Given that, the missions aren’t difficult and lack variation. While different difficulty levels are available, there’s no real challenge or variation to require much effort with each mission. Your entire mission structure consists of locating a gang leader, plowing through the hoards of bodyguards that are easily disposed, and then finally taking the 30-second battle against the gang leader who differs little from the typical thugs, apart from some added bars of health to deplete and a handful of cheesy insults that are thrown at you. While it is good fun to blast away hordes of enemies without having to worry about tactics, some may tire quickly of the repetitious gameplay at hand. Those looking for variation in the gameplay will be sadly disappointed with the game’s missions.

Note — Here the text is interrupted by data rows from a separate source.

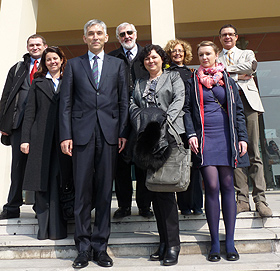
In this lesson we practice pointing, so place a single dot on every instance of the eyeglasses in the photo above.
(129, 32)
(177, 51)
(228, 34)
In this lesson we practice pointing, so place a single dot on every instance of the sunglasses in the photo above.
(129, 32)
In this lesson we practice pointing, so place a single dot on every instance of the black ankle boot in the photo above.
(171, 255)
(159, 254)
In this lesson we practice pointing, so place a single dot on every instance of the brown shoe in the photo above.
(263, 209)
(242, 206)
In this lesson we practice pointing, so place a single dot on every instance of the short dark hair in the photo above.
(43, 70)
(147, 50)
(228, 26)
(35, 36)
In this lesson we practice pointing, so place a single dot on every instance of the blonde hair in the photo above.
(208, 43)
(187, 48)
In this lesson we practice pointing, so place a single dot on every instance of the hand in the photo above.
(193, 142)
(24, 147)
(122, 142)
(3, 133)
(67, 146)
(242, 148)
(244, 77)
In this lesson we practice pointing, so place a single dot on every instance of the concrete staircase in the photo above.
(135, 236)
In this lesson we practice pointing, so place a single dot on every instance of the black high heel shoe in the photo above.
(232, 256)
(214, 257)
(159, 254)
(171, 255)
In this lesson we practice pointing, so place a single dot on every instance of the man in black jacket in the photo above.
(129, 52)
(12, 106)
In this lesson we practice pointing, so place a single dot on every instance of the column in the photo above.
(162, 21)
(18, 19)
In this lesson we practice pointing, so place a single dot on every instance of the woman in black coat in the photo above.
(216, 130)
(41, 142)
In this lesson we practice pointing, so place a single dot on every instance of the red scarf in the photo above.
(210, 77)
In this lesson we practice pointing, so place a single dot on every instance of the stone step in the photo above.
(27, 224)
(259, 240)
(136, 236)
(248, 262)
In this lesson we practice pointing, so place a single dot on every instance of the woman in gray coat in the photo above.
(40, 141)
(165, 90)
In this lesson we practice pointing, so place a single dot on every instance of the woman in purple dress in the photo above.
(216, 131)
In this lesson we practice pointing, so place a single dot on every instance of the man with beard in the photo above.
(129, 51)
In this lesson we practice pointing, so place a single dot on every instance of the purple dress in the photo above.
(217, 148)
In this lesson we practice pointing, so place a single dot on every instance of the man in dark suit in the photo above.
(93, 116)
(12, 107)
(129, 51)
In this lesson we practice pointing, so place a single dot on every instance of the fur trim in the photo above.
(148, 154)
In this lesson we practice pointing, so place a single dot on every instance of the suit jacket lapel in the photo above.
(86, 65)
(105, 68)
(222, 58)
(46, 87)
(237, 55)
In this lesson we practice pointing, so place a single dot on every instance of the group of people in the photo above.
(72, 118)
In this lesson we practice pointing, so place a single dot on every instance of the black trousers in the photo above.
(17, 174)
(124, 189)
(93, 171)
(166, 213)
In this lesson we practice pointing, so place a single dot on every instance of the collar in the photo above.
(33, 60)
(48, 75)
(100, 55)
(233, 49)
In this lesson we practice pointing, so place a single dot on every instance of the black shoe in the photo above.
(122, 212)
(171, 255)
(102, 258)
(6, 215)
(214, 257)
(159, 254)
(146, 212)
(233, 256)
(186, 212)
(82, 260)
(197, 211)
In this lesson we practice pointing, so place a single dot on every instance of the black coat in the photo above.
(193, 118)
(15, 79)
(40, 130)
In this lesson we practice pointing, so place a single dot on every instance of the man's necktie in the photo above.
(95, 70)
(129, 55)
(34, 69)
(229, 58)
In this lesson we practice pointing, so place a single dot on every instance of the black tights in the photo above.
(218, 178)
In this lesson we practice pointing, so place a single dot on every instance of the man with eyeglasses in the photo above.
(241, 64)
(129, 51)
(12, 108)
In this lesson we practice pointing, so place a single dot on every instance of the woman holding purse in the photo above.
(164, 90)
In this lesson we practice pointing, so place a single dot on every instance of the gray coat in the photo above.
(170, 97)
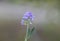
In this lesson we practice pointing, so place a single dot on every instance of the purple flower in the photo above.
(27, 16)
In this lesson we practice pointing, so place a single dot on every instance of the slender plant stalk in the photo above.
(26, 38)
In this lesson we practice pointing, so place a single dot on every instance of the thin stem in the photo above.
(26, 38)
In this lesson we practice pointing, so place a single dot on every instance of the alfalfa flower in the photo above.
(28, 17)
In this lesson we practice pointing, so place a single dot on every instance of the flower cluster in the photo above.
(28, 17)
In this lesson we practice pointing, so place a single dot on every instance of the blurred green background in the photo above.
(47, 14)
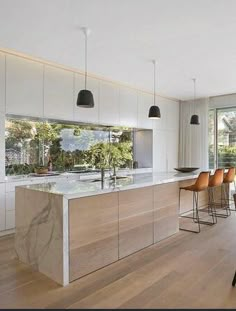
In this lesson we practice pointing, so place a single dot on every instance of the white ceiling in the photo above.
(188, 38)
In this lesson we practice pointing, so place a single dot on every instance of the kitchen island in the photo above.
(69, 229)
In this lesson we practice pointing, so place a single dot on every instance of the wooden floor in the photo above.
(185, 271)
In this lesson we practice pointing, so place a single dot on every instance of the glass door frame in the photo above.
(215, 122)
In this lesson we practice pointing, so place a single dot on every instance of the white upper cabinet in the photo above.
(173, 115)
(2, 83)
(58, 93)
(145, 101)
(89, 115)
(24, 87)
(172, 149)
(109, 112)
(128, 107)
(2, 146)
(160, 159)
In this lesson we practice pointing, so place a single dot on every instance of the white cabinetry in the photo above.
(2, 83)
(24, 87)
(172, 115)
(172, 149)
(86, 114)
(145, 101)
(109, 112)
(58, 93)
(2, 207)
(128, 107)
(160, 160)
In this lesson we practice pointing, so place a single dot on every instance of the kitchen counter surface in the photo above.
(82, 188)
(87, 175)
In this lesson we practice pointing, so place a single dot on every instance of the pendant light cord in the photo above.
(194, 90)
(86, 43)
(154, 89)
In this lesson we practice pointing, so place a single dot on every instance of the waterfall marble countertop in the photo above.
(77, 188)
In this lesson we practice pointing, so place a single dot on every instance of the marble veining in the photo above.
(78, 188)
(40, 232)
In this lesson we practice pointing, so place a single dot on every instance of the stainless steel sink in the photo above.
(110, 178)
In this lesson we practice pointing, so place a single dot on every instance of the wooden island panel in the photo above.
(166, 222)
(93, 233)
(135, 220)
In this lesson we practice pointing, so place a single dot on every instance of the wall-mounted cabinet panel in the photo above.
(2, 208)
(2, 83)
(10, 201)
(160, 159)
(172, 149)
(24, 87)
(128, 107)
(145, 101)
(2, 146)
(109, 112)
(88, 115)
(172, 115)
(10, 219)
(58, 93)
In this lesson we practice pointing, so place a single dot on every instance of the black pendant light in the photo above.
(194, 118)
(85, 97)
(154, 111)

If you tire of doing the missions alone, you can hook up with a friend or a random person from across the globe to complete the missions in a co-op environment. The multiplayer co-op integration is combined seamlessly, with players capable of joining together midway through a game. Having an extra player to help offers a more refreshing experience with the added help available, allowing different missions and circumstances to be approached differently. Although some constant lag was experienced during our playtest, which did prove to be slightly annoying during the more action-filled sequences (such as during a firefight or whilst driving), the multiplayer co-op play over Xbox Live is a welcomed and worthwhile addition.

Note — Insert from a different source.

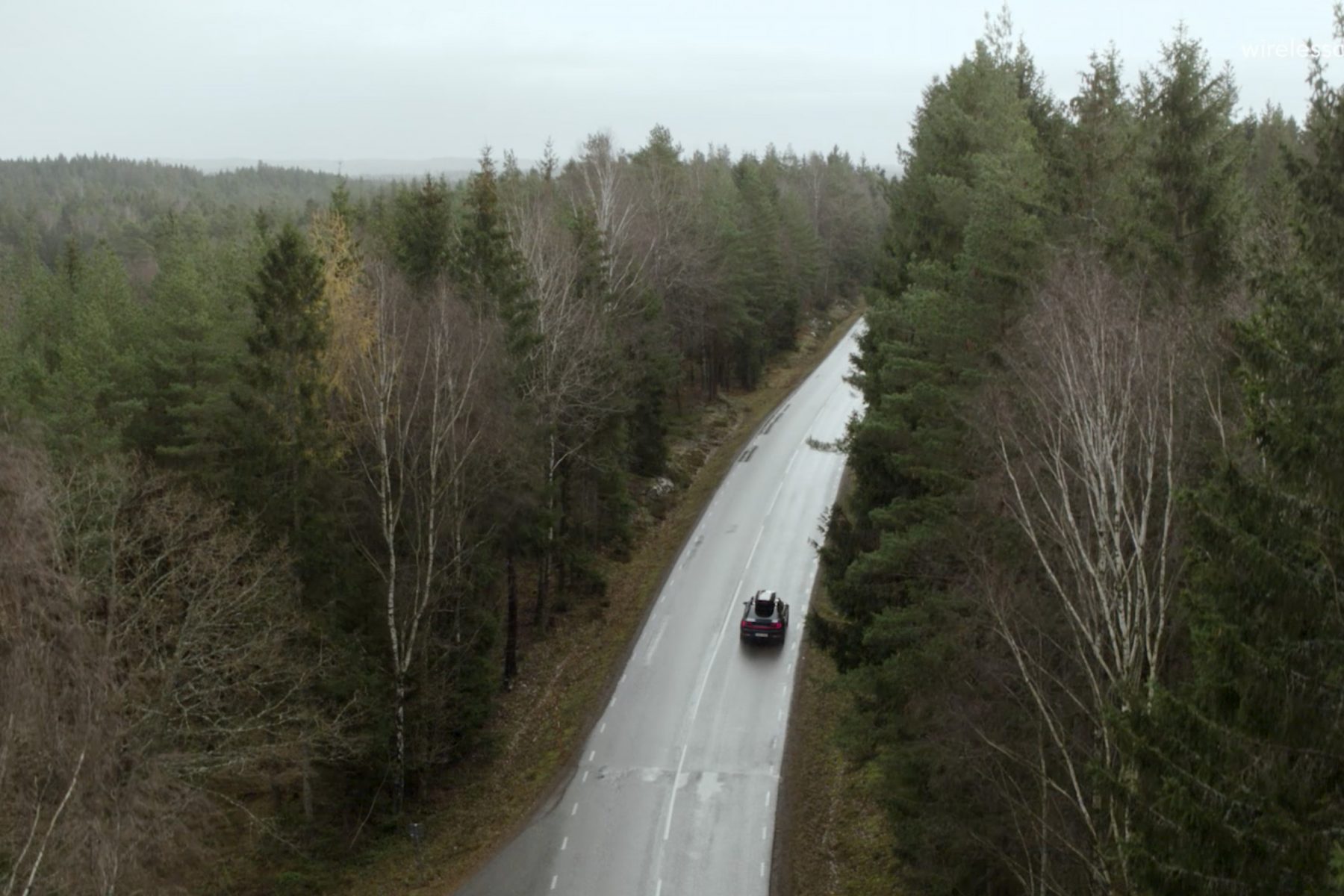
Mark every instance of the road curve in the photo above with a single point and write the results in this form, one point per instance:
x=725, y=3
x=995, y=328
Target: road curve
x=675, y=790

The more interesting elements of Crackdown that’s unseen in other similar titles is its basic RPG elements, which sees your character taking on the attributes of Agility, Strength, Driving skill, Explosion knowledge and Weapon skills, each of which can be improved by retrieving items scattered throughout the city or by actually performing the activity. Killing an enemy using a gun, for example, will increase your weapon skill, while killing them using a punch or kick will improve your strength. Increasing your driving skill will not only improve your character’s ability to drive, but also offers enhanced vehicles to choose from. The higher the level of each of your attributes are, the better your character is at performing them. When your agility improves, for example, you’re able to jump at greater heights and distances; improving your Weapon skills will improve your accuracy with guns. It’s a nice touch that offers something to do apart from progressing through the game’s storyline, as improving your skill in different areas will make future missions easier and also rewards you in the form of Achievement Points.

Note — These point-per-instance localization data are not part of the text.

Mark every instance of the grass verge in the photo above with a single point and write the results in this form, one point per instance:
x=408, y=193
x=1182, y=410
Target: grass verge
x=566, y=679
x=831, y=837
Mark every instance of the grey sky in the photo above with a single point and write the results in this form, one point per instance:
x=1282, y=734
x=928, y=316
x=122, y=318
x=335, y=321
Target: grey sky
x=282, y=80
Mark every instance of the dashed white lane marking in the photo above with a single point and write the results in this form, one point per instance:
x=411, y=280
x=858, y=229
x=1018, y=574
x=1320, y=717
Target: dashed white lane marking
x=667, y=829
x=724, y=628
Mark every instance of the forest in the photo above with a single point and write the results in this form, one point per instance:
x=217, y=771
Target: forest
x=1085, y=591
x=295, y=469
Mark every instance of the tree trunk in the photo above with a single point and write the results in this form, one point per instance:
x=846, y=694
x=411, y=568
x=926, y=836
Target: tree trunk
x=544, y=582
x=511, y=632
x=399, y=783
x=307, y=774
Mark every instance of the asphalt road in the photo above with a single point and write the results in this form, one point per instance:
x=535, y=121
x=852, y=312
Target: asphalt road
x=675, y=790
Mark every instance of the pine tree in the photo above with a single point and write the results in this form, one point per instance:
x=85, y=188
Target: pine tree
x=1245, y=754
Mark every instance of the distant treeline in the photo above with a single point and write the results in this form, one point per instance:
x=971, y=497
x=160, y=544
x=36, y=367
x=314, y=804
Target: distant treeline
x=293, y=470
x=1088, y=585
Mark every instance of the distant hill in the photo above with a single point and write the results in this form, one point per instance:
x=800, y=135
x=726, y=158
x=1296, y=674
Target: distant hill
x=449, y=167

Crackdown’s visual flair offers a refreshing touch to the genre, deciding to move away from the drab realistic visuals through to a more artistic, vibrantly coloured world that appears to have been designed using a bunch of colourful crayons. At the same time, it manages to mix in some more realistic designs that prevent the game from looking too kiddy. As a result, the game looks unique, refreshing and attractive, helping to keep it away from being quickly dismissed as another try-hard GTA clone.

There’s a fair variety of music on offer, with different vehicles and situations offering a different style of music. There doesn’t appear to be too many big-name tracks on offer, which can be somewhat disappointing, but what’s there is certainly not of poor quality.

Crackdown surprised me. From the day it was announced, I didn’t expect much from the game. Add to this Microsoft Game Studios’ decision to bundle a free entry into the Halo 3 multiplayer BETA, and my hopes for a refreshing action title was virtually non-existent. Why else was Microsoft bundling a demo to an eagerly awaited game with Crackdown? It sounded kind of fishy, as if it was Microsoft’s last desperate attempt to shift copies from retail shelves.

The truth is, if you’re a fan of the free-roaming gangster action genre, Crackdown is easily worth a look – even without the Halo 3 demo. It’s far from perfect, and doesn’t offer enough variation and unique attributes for some gamers to truly enjoy. What it does is add a slightly refreshing touch to a tried and true formula, one that makes it enjoyable to play from start to finish. Just don’t be expecting anything too revolutionary.

Rating: 7.0/10

Disclosure: We are provided copies of games from the game companies for some games that we review.